BNP leader Nick Griffin and party activist Mark Collett have been cleared of inciting racial hatred after a retrial at Leeds Crown Court.
Mr Griffin, 46, from Powys, Wales, had denied two charges of using words or behaviour intended to stir up racial hatred in a speech in Keighley. Mr Collett, 26, of Leicestershire, was cleared of four similar charges. The pair were charged in April 2005 after the BBC showed a secretly-filmed documentary “The Secret Agent” in 2004.
Mr Griffin smiled and nodded as the foreman of the jury read out the unanimous not guilty plea. Mr Collett, the party’s head of the publicity, said: “This is the BNP – two, BBC – nil.” He branded the BBC “cockroaches” and added: “The BBC have abused their position. They are a politically correct, politically biased organisation which has wasted licence fee payers money to bring two people in a legal, democratic, peaceful party to court over speaking nothing more than the truth.”

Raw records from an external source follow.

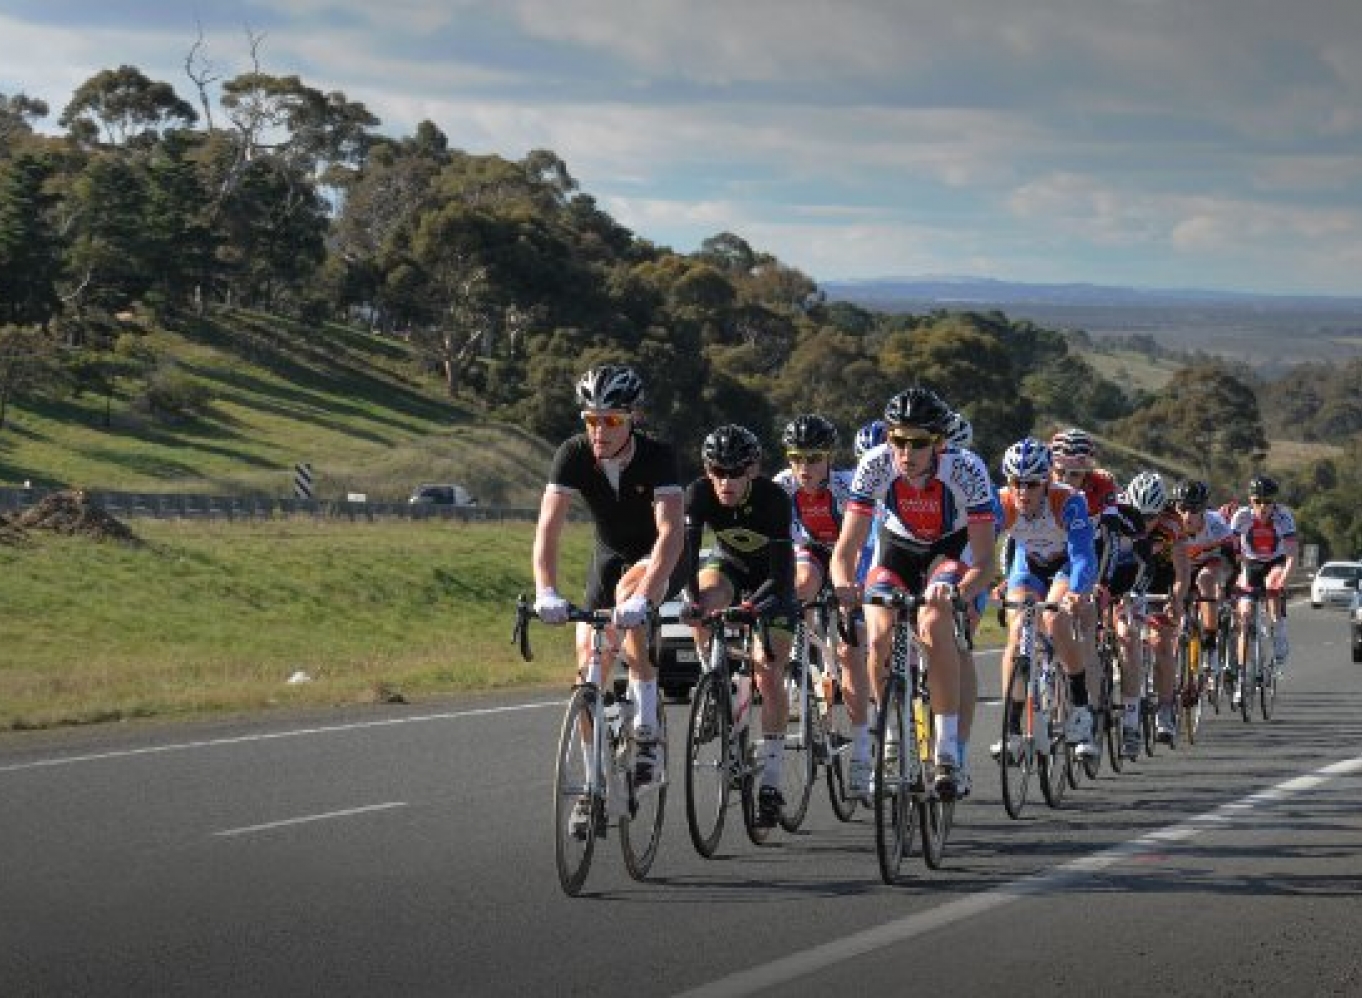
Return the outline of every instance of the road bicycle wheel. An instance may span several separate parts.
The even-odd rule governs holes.
[[[914,698],[913,744],[917,747],[920,770],[922,773],[921,793],[913,787],[918,796],[918,828],[922,832],[922,861],[928,869],[941,869],[941,860],[946,852],[946,838],[951,832],[951,822],[955,819],[955,801],[944,801],[936,792],[936,763],[932,754],[936,744],[935,724],[932,709],[925,700]]]
[[[842,702],[841,687],[829,683],[827,713],[823,716],[823,744],[827,751],[828,802],[838,821],[850,821],[858,799],[851,796],[851,715]]]
[[[706,859],[719,848],[733,790],[731,710],[727,678],[720,682],[717,672],[701,675],[686,724],[686,827],[695,851]]]
[[[1073,753],[1064,738],[1064,722],[1069,718],[1069,684],[1060,669],[1051,670],[1049,679],[1050,709],[1046,711],[1048,748],[1040,753],[1040,791],[1045,803],[1059,807],[1064,803],[1064,791],[1069,786]],[[1040,752],[1040,746],[1037,746]]]
[[[1220,631],[1218,638],[1225,640],[1225,632]],[[1211,708],[1211,712],[1220,713],[1220,694],[1224,690],[1224,674],[1221,671],[1223,665],[1222,658],[1225,654],[1224,646],[1217,644],[1214,649],[1204,649],[1206,654],[1202,658],[1203,685],[1206,688],[1206,705]]]
[[[922,769],[913,765],[917,749],[908,710],[902,684],[890,679],[875,722],[875,853],[886,884],[900,882],[918,825],[913,785]]]
[[[578,686],[568,698],[563,726],[558,733],[558,755],[553,778],[553,841],[558,883],[563,893],[576,897],[586,883],[596,838],[605,834],[604,760],[594,761],[594,739],[585,732],[600,696],[594,686]],[[598,774],[592,779],[591,774]],[[590,802],[591,821],[585,827],[573,821],[580,800]]]
[[[757,713],[754,716],[760,717]],[[742,760],[740,764],[741,775],[738,778],[738,793],[742,797],[742,820],[743,827],[747,829],[747,838],[754,846],[765,845],[766,840],[771,837],[771,829],[764,828],[757,824],[757,794],[761,790],[761,767],[756,764],[753,758],[753,743],[750,730],[738,733],[737,757]]]
[[[1239,716],[1247,723],[1253,720],[1253,701],[1258,695],[1258,677],[1262,668],[1262,628],[1258,626],[1258,608],[1249,615],[1249,629],[1244,645],[1244,661],[1239,665]]]
[[[1178,728],[1188,746],[1196,744],[1201,727],[1201,641],[1193,637],[1181,649],[1178,660]]]
[[[780,792],[785,806],[780,812],[780,827],[787,832],[799,831],[809,813],[809,799],[813,796],[814,780],[818,776],[818,761],[813,752],[813,690],[811,670],[806,657],[790,663],[785,678],[788,701],[785,722],[785,758],[780,765]]]
[[[1022,692],[1030,675],[1026,659],[1017,656],[1012,663],[1013,681],[1009,686],[1020,685]],[[1012,732],[1020,731],[1016,736]],[[1016,738],[1013,751],[1013,739]],[[1031,788],[1031,774],[1035,771],[1036,755],[1032,739],[1031,724],[1027,718],[1027,701],[1014,700],[1009,691],[1003,692],[1003,736],[1002,751],[998,755],[998,770],[1003,788],[1003,807],[1009,818],[1020,818],[1026,806],[1026,796]]]
[[[628,744],[633,746],[632,736]],[[653,781],[637,786],[634,782],[632,751],[624,754],[626,769],[624,785],[629,788],[629,811],[620,818],[620,849],[624,852],[624,868],[635,880],[642,880],[657,859],[662,844],[662,822],[667,813],[667,712],[657,705],[657,744],[662,752],[663,765],[653,774]]]
[[[1267,648],[1271,648],[1273,653],[1270,658],[1260,659],[1266,661],[1262,671],[1259,673],[1258,685],[1258,712],[1263,715],[1264,721],[1272,720],[1272,712],[1277,707],[1277,656],[1275,635],[1265,637],[1263,643]],[[1266,651],[1266,648],[1264,649]]]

During the trial, the jury heard extracts from a speech Griffin made in the Reservoir Tavern in Keighley, on 19 January 2004, in which he described Islam as a “wicked, vicious faith” and said Muslims were turning Britain into a “multi-racial hell hole”. At the same event, Mr Collett addressed the audience by saying: “Let’s show these ethnics the door in 2004.”
In his closing argument, Nick Griffin’s barrister said his client’s speech was a “campaign speech of an official and legitimate party”.